OFAC identified the following banks pursuant to Executive Order 13722 as blocked agencies, instrumentalities or controlled entities of the Government of North Korea:

  • Foreign Trade Bank of the Democratic People’s Republic of Korea; and
  • Central Bank of Democratic People’s Republic of Korea.

As a result, these banks’ property and interests in property that are or come within the United States, or that are or come within the possession or control of any United States person are blocked and, pursuant to the Executive Order, “may not be transferred, paid, exported, withdrawn or otherwise dealt in.” Foreign Trade Bank is North Korea’s primary foreign exchange bank and in 2013 was designated by the United Nations and the United States for facilitating transactions on behalf of North Korea’s WMD proliferation network.
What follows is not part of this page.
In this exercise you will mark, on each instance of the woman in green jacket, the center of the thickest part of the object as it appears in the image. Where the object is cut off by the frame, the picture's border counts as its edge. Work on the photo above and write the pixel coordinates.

Pursuant to Executive Order 13810, OFAC further designated—i.e., placed on the Treasury Department’s OFAC list of Specially Designated Nationals (SDN)—the following eight North Korean banks as operating in the financial services industry in the North Korean economy:

  • Agricultural Development Bank;
  • Cheil Credit Bank;
  • Hana Banking Corporation Ltd.;
  • International Industrial Development Bank;
  • Jinmyong Joint Bank;
  • Jinsong Joint Bank;
  • Koryo Commercial Bank Ltd.; and
  • Ryugyong Commercial Bank.

Executive Order 13810, which was signed by President Trump on September 20, 2017, authorized the US Treasury Department for the first time to (1) sanction foreign banks that engage in significant transactions with North Korea, and (2) block specific bank accounts linked to North Korea. The Secretary of the Treasury, in consultation with the Secretary of State, is authorized under this Executive Order to impose sanctions on any non-US financial institution that knowingly conducts or facilitates a “significant transaction” (i) involving any person blocked under US sanctions against North Korea or (ii) in connection with trade with North Korea. Foreign financial institutions sanctioned under this authority, such as the eight banks designated by OFAC on September 26, may be subject to restrictions on maintaining correspondent accounts in the United States or to full blocking sanctions. The new executive order prohibits US persons from transferring funds that “originate from, are destined for, or pass through a foreign bank account” determined by the Treasury Department to be owned or controlled by a North Korean person.

In addition, on September 26, OFAC designated 26 individuals who are representatives of North Korean Banks operating in China, Russia, Libya and the United Arab Emirates. These designations were made pursuant to Executive Order 13810 and Executive Order 13687, which targets, among others, agencies, instrumentalities and controlled entities of the Government of North Korea and the Workers’ Party of Korea.

OFAC’s actions, following so swiftly on the heels of Executive Order 13810, confirm the high priority placed by the Trump Administration on the expansion and enforcement of sanctions on North Korea. This announcement reflects a new potential source of secondary sanctions for non-US companies deemed to be providing material support to the North Korean regime or operating in the North Korean financial sector.

Under this new threat of secondary sanctions, US and non-US entities should seriously evaluate the risks associated with forming or maintaining financial or other business relationships, directly or indirectly, with North Korea. Most financial institutions were already conducting enhanced diligence related to North Korea; these recent actions provide heightened incentive to do so. “Know Your Customer,” long a mantra in anti-money-laundering circles, continues to be essential in this context.